Le portrait que l’auteur fait du bon jardinier ne nous paraît pas moins bien touché: «En cas qu’on soit satisfait de l’extérieur, il en faut venir aux preuves essentielles du mérite... C’est-à-dire qu’on vienne à savoir premièrement qu’il est homme sage et honnête en toutes ses maximes de vivre, qu’il n’a point une avidité insatiable de gagner, qu’il rend bon compte à son maître de tout ce que son jardin produit, sans en rien détourner pour quelque raison que ce puisse être, qu’il est toujours le premier et le dernier à son ouvrage; qu’il est propre et curieux dans ce qu’il fait, que ses arbres sont bien taillés, bien émoussés, ses espaliers bien tenus, qu’il n’a point de plus grand plaisir que d’être dans ses jardins, et principalement les jours de fêtes, si bien qu’au lieu d’aller ces jours-là en débauche ou en divertissement, comme il est assez ordinaire à la plupart des jardiniers, on le voit se promener avec ses garçons, leur fait remarquer en chaque endroit ce qu’il y a de bien et de mal, déterminant ce qu’il y aura à faire dans chaque jour ouvrier de la semaine, ôtant même les insectes qui sont de dégât, etc., etc.»

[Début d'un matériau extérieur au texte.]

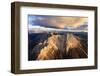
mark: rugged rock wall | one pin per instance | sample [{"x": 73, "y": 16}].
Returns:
[{"x": 60, "y": 47}]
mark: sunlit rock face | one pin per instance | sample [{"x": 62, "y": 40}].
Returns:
[
  {"x": 75, "y": 47},
  {"x": 66, "y": 46},
  {"x": 54, "y": 48}
]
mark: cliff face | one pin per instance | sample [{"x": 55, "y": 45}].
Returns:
[{"x": 60, "y": 47}]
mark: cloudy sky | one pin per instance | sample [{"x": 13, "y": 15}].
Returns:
[{"x": 57, "y": 22}]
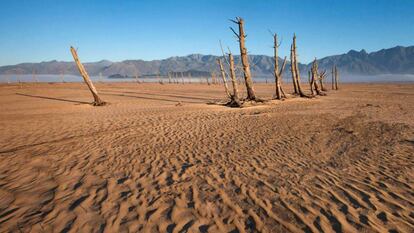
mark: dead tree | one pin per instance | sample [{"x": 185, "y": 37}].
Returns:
[
  {"x": 333, "y": 77},
  {"x": 296, "y": 69},
  {"x": 321, "y": 80},
  {"x": 278, "y": 73},
  {"x": 244, "y": 58},
  {"x": 223, "y": 76},
  {"x": 293, "y": 70},
  {"x": 234, "y": 100},
  {"x": 336, "y": 78},
  {"x": 97, "y": 101},
  {"x": 316, "y": 77}
]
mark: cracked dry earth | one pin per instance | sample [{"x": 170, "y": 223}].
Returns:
[{"x": 144, "y": 163}]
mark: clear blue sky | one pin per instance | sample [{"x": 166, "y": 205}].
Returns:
[{"x": 43, "y": 30}]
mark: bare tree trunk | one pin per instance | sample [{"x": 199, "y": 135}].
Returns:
[
  {"x": 276, "y": 70},
  {"x": 323, "y": 88},
  {"x": 333, "y": 78},
  {"x": 293, "y": 71},
  {"x": 223, "y": 76},
  {"x": 97, "y": 101},
  {"x": 311, "y": 80},
  {"x": 278, "y": 73},
  {"x": 235, "y": 101},
  {"x": 336, "y": 78},
  {"x": 297, "y": 69},
  {"x": 245, "y": 61}
]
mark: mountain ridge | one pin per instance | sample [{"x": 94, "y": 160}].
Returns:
[{"x": 395, "y": 60}]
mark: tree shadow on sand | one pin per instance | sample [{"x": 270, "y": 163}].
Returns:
[{"x": 53, "y": 98}]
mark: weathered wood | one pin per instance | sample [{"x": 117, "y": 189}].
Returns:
[
  {"x": 223, "y": 76},
  {"x": 235, "y": 101},
  {"x": 244, "y": 58},
  {"x": 333, "y": 78},
  {"x": 336, "y": 78},
  {"x": 296, "y": 67},
  {"x": 293, "y": 71},
  {"x": 97, "y": 101},
  {"x": 278, "y": 73}
]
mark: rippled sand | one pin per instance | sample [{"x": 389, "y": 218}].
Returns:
[{"x": 158, "y": 158}]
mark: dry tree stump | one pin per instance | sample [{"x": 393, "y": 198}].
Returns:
[{"x": 97, "y": 100}]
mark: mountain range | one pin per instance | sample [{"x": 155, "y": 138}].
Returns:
[{"x": 396, "y": 60}]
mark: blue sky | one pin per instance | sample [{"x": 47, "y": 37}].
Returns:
[{"x": 43, "y": 30}]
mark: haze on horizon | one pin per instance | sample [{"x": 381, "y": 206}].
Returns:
[{"x": 35, "y": 31}]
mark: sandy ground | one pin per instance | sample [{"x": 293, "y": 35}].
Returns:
[{"x": 159, "y": 159}]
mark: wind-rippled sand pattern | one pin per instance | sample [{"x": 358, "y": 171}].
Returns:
[{"x": 159, "y": 159}]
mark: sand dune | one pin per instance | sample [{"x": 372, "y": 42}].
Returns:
[{"x": 158, "y": 158}]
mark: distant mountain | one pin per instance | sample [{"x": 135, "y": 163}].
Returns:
[{"x": 397, "y": 60}]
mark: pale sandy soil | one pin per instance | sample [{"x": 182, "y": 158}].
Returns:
[{"x": 340, "y": 163}]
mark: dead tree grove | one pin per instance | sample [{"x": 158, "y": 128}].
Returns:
[
  {"x": 97, "y": 101},
  {"x": 244, "y": 58}
]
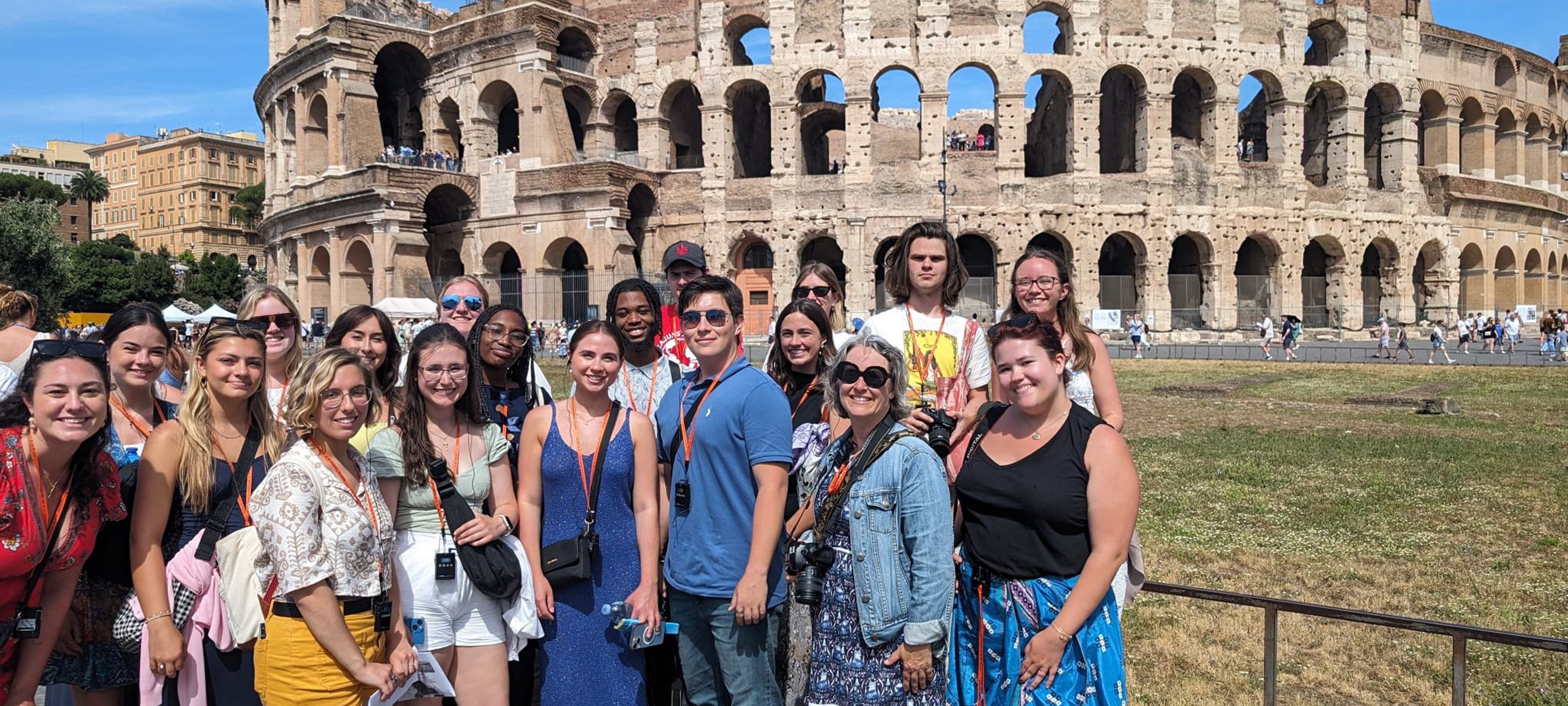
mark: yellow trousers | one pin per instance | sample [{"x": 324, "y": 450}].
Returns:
[{"x": 295, "y": 671}]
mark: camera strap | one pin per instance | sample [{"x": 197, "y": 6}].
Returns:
[{"x": 877, "y": 443}]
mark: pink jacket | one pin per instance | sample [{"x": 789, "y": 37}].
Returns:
[{"x": 208, "y": 620}]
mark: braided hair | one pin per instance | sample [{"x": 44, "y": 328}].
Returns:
[{"x": 518, "y": 374}]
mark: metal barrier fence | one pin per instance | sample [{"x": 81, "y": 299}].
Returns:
[{"x": 1460, "y": 634}]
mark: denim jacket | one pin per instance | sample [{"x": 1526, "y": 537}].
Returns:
[{"x": 902, "y": 545}]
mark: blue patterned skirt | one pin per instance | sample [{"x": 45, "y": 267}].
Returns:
[{"x": 1092, "y": 671}]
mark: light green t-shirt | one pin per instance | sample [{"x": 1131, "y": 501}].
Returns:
[{"x": 416, "y": 506}]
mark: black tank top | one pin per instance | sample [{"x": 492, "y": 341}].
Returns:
[{"x": 1031, "y": 518}]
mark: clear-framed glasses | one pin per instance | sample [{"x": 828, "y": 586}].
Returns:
[
  {"x": 433, "y": 374},
  {"x": 1046, "y": 281},
  {"x": 333, "y": 399},
  {"x": 515, "y": 336}
]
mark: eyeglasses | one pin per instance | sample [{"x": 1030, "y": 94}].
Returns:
[
  {"x": 56, "y": 349},
  {"x": 333, "y": 399},
  {"x": 849, "y": 374},
  {"x": 433, "y": 374},
  {"x": 496, "y": 332},
  {"x": 716, "y": 318},
  {"x": 1042, "y": 281},
  {"x": 471, "y": 303},
  {"x": 241, "y": 324}
]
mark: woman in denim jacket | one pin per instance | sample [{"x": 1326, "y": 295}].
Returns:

Après ce portrait du jardinier je ne saurais mieux terminer que par cet éloge du jardinage dû à Pluche, le savant et ingénieux auteur du Spectacle de la nature:

«Généralement tous, tant que nous sommes, nous naissons jardiniers; la culture des fleurs et des fruits est notre première inclination. Nous nous partageons sur tout le reste: le goût de l’agriculture est le seul qui nous réunisse, et quelque diversité que les besoins de la vie et les usages de la société puissent mettre dans nos occupations ordinaires, nous nous souvenons tous de notre premier état. L’homme innocent avait été destiné, dès le commencement, à cultiver la terre; nous n’avons point perdu le sentiment de notre ancienne noblesse. Il semble au contraire que tout autre état nous avilisse et nous dégrade. Dès que nous pouvons nous affranchir ou respirer quelques moments en liberté, une pente secrète nous ramène tous au jardinage. Le marchand se croit heureux de pouvoir passer du comptoir à ses fleurs. L’artisan, qu’une dure nécessité attache toujours au même endroit, orne sa fenêtre d’une caisse de verdure. L’homme d’épée et le magistrat soupirent après la vie champêtre. Il y a au moins quelques mois dans l’année où ils quittent la Cour, la ville et les affaires pour jouir des charmes de leur terre. Tous alors parlent jardinage: la plupart se piquent d’en savoir les plus belles opérations. Il n’y a qu’un goût faux et une délicatesse dépravée qui rougisse de cultiver un jardin.»

A cette dernière phrase en particulier on ne peut qu’applaudir de tout cœur et des deux mains.

[75] Perrault, Epître à La Quintinie.

[76] Instructions pour les jardins fruitiers. 2 vol. in-4o, 1690.